Re: [PATCH 2/3] prune: fix pruning with multiple worktrees and split index

2017-12-11 Thread Thomas Gummerer
On 12/11, Brandon Williams wrote:
> On 12/10, Thomas Gummerer wrote:
> > be489d02d2 ("revision.c: --indexed-objects add objects from all
> > worktrees", 2017-08-23) made sure that pruning takes objects from all
> > worktrees into account.
> > 
> > It did that by reading the index of every worktree and adding the
> > necessary index objects to the set of pending objects.  The index is
> > read by read_index_from.  As mentioned in the previous commit,
> > read_index_from depends on the CWD for the location of the split index,
> > and add_index_objects_to_pending doesn't set that before using
> > read_index_from.
> > 
> > Instead of using read_index_from, use repo_read_index, which is aware of
> > the proper paths for the worktree.
> > 
> > This fixes t5304-prune when ran with GIT_TEST_SPLIT_INDEX set.
> > 
> 
> I'm on the fence about this change.  I understand that this will ensure
> that the proper objects aren't pruned when using a split index in the
> presence of worktrees but I think the solution needs to be thought
> through a bit more.
> 
> My big concern right now is the interaction of 'struct worktree's and
> 'struct repository'.  I'll try to highlight my concerns below.

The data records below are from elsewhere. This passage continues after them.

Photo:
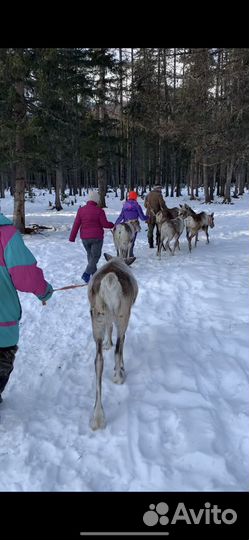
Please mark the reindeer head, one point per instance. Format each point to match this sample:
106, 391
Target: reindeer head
211, 220
159, 217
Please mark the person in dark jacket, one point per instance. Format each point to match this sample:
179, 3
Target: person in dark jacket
154, 202
131, 210
18, 272
91, 220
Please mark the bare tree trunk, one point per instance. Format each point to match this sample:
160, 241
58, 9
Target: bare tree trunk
205, 181
121, 164
19, 193
100, 158
227, 193
58, 186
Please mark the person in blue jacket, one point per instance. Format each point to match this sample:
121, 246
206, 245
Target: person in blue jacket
18, 272
131, 210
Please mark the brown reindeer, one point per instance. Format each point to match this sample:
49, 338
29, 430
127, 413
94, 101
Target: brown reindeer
195, 223
169, 229
111, 293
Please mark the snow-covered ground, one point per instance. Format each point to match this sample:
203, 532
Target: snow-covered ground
180, 421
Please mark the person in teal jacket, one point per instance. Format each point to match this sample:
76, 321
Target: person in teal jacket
18, 272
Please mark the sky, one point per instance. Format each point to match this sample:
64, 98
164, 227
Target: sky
180, 420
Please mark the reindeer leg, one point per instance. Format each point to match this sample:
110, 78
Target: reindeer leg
98, 419
108, 343
159, 248
119, 372
176, 244
168, 246
189, 242
206, 231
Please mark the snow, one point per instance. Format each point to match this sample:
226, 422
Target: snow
180, 420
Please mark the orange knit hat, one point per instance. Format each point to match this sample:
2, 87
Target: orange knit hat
132, 196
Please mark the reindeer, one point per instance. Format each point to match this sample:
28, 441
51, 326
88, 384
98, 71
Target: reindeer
123, 236
195, 223
168, 213
111, 293
168, 229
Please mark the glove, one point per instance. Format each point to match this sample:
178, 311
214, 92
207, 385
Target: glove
48, 294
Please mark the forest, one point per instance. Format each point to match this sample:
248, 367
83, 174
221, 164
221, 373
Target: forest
75, 118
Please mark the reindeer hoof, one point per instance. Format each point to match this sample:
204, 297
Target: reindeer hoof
107, 345
98, 421
119, 378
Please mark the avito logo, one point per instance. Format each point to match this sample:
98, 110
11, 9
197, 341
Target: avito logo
209, 514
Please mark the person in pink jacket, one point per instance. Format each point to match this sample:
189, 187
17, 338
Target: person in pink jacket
91, 220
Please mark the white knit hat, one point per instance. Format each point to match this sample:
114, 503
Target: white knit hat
93, 196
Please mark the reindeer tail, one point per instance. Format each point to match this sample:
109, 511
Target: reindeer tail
111, 291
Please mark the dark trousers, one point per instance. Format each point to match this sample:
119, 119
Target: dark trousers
7, 357
93, 248
151, 226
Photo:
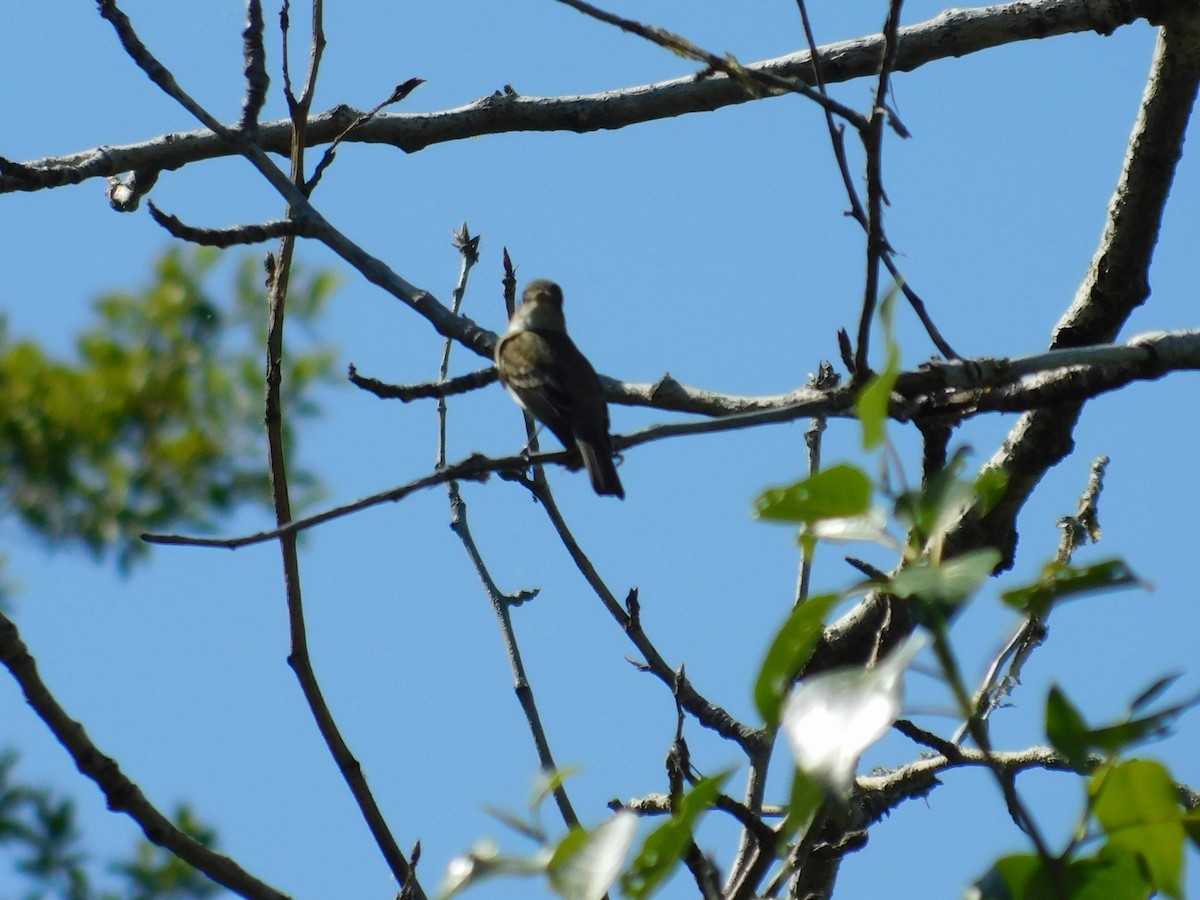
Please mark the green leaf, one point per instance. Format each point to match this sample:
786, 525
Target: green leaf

Thanks for the review!  My thoughts on the concerns are below.

> > Signed-off-by: Thomas Gummerer 
> > ---
> > 
> > This also fixes t7009 when ran with GIT_TEST_SPLIT_INDEX.  I'm not
> > quite sure why it is fixed by this.  Either way I tracked the failure
> > down to f767178a5a ("Merge branch 'jk/no-null-sha1-in-cache-tree'",
> > 2017-05-16).  Maybe Peff has an idea why this fixes that test?
> > 
> >  repository.c | 11 +++
> >  repository.h |  2 ++
> >  revision.c   | 13 -
> >  3 files changed, 21 insertions(+), 5 deletions(-)
> > 
> > diff --git a/repository.c b/repository.c
> > index 928b1f553d..3c9bfbd1b8 100644
> > --- a/repository.c
> > +++ b/repository.c
> > @@ -2,6 +2,7 @@
> >  #include "repository.h"
> >  #include "config.h"
> >  #include "submodule-config.h"
> > +#include "worktree.h"
> >  
> >  /* The main repository */
> >  static struct repository the_repo = {
> > @@ -146,6 +147,16 @@ int repo_init(struct repository *repo, const char 
> > *gitdir, const char *worktree)
> > return -1;
> >  }
> >  
> > +/*
> > + * Initialize 'repo' based on the provided worktree
> > + * Return 0 upon success and a non-zero value upon failure.
> > + */
> > +int repo_worktree_init(struct repository *repo, struct worktree *worktree)
> > +{
> > +   return repo_init(repo, get_worktree_git_dir(worktree),
> > +worktree->path);
> > +}
> 
> My first concern is the use of 'get_worktree_git_dir()'.  Under the hood
> it calls 'get_git_dir()', 'get_git_common_dir()', and
> 'git_common_path()' which rely on global state as stored in
> 'the_repository'.  So how does one initialize a repository struct (using
> this initializer) using a worktree from a repository other than the
> global 'the_repository' struct?  I'm not sure I have an answer right
> now, but its an issue that needs to be thought through before we head
> down this road.

The main reason for just using 'get_worktree_git_dir()' was because it
exists and it does exactly what I needed.  If we ever have the need to
initialize a repository struct for a worktree from another repository
struct, I would imagine we introduce a new function
'repo_get_worktree_git_dir()', which takes a struct repository as
input and returns the worktree git dir based on that.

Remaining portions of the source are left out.